Nicht glauben, sondern wissen

Reden wie gedruckt - die Redenschreiber

Foto: Imago / Fabian Matzerath

Redenschreiber – begehrter Job oder undankbares Texterdasein?

Ob Staats- und Regierungschefs oder Privatpersonen auf Hochzeiten und Firmenfeiern – täglich werden unzählige Reden gehalten. Doch diese wollen gut vorbereitet sein. Gerade für offizielle Anlässe gibt es dafür professionelle Redenschreiber.

„Wir schaffen das“, „Make Amerika great again“ oder „Yes, we can!“. Jeder kennt diese Zitate – aber von wem stammen sie? Wer schreibt eigentlich die Reden der Bundeskanzlerin oder des amerikanischen Präsidenten? Zwar weiß jeder, dass die gesprochenen Worte, denen wir so gerne Glauben schenken, gar nicht von dieser Person selbst stammen. Aber während wir an den Lippen der Redner hängen, denken wir nur selten an die so genannten Ghostwriter oder Redenschreiber

Wie viel Profi steckt hinter den Redenschreibern? 

Es ist gar nicht so einfach, eine große bedeutungsvolle Rede zu schreiben – schon gar nicht eine, die in die Geschichte eingehen soll. Kein Wunder also, dass nicht jeder 0-8-15-Texter solch einem Job nachgehen wird. In der Regel ist es auch so, dass höhere Persönlichkeiten sich die Ghostwriter aussuchen, nicht andersrum. Wer aber das Glück hat, der verdient sicher nicht schlecht. Bis es so weit ist, muss man sich aber jede Menge Wissen aneignen: Viele der heutigen Redenschreiber haben eine langjährige Ausbildung oder diverse Studien hinter sich. 

Wie viel Arbeit hinter einer Rede eigentlich steckt, wird klar, wenn wir uns eine anhören, deren Worte uns fesseln oder mitreißen. Eine Rede sollte für jeden verständlich, klar und anschaulich sein. Sie sollte begeistern, überwältigen und dabei nicht vom eigentlichen Thema abschweifen.
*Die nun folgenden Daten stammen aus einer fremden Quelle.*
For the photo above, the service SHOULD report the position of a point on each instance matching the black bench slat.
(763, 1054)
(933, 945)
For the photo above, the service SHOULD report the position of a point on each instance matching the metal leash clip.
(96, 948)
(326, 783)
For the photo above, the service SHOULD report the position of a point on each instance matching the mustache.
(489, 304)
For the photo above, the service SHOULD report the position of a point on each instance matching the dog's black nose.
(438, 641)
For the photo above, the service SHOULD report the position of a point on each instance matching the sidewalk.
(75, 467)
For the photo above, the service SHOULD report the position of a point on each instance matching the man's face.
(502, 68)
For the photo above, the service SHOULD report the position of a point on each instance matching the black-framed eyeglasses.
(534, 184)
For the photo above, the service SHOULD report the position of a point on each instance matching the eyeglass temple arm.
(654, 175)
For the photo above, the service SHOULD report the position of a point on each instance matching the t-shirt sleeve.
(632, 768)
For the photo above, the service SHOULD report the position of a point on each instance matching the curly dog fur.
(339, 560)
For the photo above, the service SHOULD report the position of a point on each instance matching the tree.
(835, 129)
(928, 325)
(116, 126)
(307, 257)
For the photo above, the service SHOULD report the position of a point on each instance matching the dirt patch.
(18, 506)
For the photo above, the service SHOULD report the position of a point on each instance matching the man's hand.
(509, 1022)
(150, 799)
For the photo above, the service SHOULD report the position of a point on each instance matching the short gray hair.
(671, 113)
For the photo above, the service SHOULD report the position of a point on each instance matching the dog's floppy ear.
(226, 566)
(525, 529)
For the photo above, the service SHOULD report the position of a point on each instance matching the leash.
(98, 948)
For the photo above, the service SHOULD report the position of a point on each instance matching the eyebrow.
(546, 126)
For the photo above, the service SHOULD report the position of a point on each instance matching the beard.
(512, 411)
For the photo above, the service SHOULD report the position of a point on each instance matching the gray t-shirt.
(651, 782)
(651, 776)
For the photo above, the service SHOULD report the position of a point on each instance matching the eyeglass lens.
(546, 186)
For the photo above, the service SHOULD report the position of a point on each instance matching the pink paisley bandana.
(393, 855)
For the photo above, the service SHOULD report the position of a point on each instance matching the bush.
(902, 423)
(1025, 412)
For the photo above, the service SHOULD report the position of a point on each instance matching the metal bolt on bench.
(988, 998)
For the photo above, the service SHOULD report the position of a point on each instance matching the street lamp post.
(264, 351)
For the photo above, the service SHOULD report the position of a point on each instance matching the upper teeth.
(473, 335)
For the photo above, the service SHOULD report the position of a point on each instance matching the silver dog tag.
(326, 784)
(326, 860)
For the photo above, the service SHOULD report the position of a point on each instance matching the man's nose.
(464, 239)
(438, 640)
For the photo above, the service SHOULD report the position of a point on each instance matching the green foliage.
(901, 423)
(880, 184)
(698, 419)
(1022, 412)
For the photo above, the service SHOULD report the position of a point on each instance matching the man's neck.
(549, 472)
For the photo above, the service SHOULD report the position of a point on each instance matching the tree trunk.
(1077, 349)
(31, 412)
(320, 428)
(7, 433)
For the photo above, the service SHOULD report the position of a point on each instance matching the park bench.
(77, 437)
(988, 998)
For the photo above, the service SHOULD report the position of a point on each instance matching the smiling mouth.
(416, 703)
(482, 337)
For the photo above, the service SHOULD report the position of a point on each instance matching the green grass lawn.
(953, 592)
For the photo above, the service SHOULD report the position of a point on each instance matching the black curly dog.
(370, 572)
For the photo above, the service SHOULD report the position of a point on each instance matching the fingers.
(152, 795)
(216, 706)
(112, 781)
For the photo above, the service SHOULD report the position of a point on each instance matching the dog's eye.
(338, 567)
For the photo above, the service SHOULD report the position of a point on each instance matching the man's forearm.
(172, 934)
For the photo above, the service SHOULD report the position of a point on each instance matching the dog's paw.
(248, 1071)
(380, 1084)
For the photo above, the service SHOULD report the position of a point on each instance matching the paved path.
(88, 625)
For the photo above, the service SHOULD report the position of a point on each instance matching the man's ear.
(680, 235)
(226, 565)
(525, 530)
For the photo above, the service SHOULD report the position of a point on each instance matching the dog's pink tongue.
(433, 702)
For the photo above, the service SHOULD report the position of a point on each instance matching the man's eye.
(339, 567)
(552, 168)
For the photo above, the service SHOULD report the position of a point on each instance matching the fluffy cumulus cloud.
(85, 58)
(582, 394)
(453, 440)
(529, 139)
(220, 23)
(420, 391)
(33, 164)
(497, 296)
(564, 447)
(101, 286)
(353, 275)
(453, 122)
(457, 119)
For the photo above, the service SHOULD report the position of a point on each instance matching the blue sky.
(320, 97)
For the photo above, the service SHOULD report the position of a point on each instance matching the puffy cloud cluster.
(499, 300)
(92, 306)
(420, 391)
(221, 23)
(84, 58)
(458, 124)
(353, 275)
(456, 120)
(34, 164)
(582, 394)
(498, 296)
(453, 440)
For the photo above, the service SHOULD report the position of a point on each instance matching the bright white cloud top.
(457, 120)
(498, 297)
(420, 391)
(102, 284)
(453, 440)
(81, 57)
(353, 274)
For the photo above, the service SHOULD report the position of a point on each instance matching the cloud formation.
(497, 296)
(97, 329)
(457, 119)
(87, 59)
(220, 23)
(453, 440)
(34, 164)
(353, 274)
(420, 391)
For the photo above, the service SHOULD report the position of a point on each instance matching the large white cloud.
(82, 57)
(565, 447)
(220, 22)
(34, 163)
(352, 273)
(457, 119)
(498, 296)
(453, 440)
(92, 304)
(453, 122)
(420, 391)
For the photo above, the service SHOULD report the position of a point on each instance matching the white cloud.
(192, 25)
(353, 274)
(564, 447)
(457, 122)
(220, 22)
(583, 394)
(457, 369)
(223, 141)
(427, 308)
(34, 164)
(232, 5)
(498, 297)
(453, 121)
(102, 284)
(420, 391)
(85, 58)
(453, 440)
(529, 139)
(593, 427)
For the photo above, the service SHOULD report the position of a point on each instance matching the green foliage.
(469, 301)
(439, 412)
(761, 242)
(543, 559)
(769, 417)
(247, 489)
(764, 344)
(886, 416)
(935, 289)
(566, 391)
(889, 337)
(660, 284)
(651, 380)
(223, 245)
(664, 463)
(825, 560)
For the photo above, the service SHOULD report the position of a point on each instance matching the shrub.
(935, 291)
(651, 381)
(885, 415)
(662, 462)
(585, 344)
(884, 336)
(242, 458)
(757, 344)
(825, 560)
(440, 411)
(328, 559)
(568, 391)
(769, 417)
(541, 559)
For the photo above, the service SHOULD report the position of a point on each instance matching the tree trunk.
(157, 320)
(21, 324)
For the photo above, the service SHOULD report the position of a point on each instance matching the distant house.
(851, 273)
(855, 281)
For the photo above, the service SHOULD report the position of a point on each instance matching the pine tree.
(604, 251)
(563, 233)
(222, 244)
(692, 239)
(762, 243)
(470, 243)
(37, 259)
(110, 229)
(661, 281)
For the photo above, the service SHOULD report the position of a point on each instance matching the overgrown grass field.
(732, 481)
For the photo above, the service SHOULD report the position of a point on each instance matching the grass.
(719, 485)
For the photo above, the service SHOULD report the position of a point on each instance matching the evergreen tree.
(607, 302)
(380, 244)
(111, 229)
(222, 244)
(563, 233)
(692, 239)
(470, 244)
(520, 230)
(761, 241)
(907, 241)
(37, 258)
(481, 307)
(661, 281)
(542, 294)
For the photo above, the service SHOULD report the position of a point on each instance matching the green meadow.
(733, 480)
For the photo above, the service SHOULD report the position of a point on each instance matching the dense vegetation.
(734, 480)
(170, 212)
Sie darf nicht zu sehr übertreiben, muss Gefühle bei den Zuhörern wecken und im Gedächtnis bleiben. Ganz schön viele Anforderungen an einen Redenschreiber.

Große Reden schwingen und von sich überzeugen. Viele Schreiber beherrschen die genannten Anforderungen aus dem FF. Die Menschen hinter den bekannten Sätzen kennt man aber nicht – nicht einmal die der Bundeskanzler oder anderer großen Persönlichkeiten. Profis wissen um ihr Talent, müssen aber damit leben können, dass andere für die eigenen Worte Applaus und Ehrung erhalten. Wer Redenschreiber sein möchte, der muss sich darüber freuen können, dass seine Rede gut ankam, auch wenn man nicht selbst dort oben stand. 

Wie erreichen Worte das Publikum?

Beim Redenschreiben liegt die Herausforderung nicht darin, einen spannenden Text zu verfassen. Eine Rede muss so geschrieben sein, dass der Redner genau weiß, wann er lauter, leiser, bestimmt, sachlich, ruhig oder auffordernd sprechen muss. Er muss wissen, wann er eine Pause einlegen sollte, um den Zuschauern einen Moment des Nachdenkens zu geben und wann er das Publikum ansehen soll, wann er den Kopf heben oder senken soll und auf den Punkt genau die richtigen Gesten machen soll. 

Es ist nicht ganz klar, wie viele Redenschreiber es in Deutschland gibt. Das liegt sicher auch daran, dass das für die meisten Redner ein Tabuthema ist. Denn die Zuhörer sollen natürlich davon ausgehen, dass die Rede vom Redner selbst stammt. Nicht selten müssen die Schreiber deshalb Verschwiegenheitserklärungen abgeben. Aber auch das wird seinen Preis haben. So kann es schon einmal vorkommen, dass ein Redner für eine 10-minütige Rede 1.250 Euro hinblättern muss, wobei man davon ausgehen kann, dass eine Minute Redezeit etwa einer Stunde Arbeit entspricht. Was die Redenschreiberin von Angela Merkel, Eva Christiansen (Bild), verdient, ist nicht bekannt. Über sie weiß man, dass sie vor ihrem Jobantritt Volkswirtschaftslehre studierte und im Besitz eines Diploms ist. Zunächst arbeitete sie als Assistentin eines Wirtschaftsprüfers, und trat 1997 der CDU bei. Hier war sie Parteisprecherin, bis sie zwei Jahre später zur ersten Sprecherin aufstieg.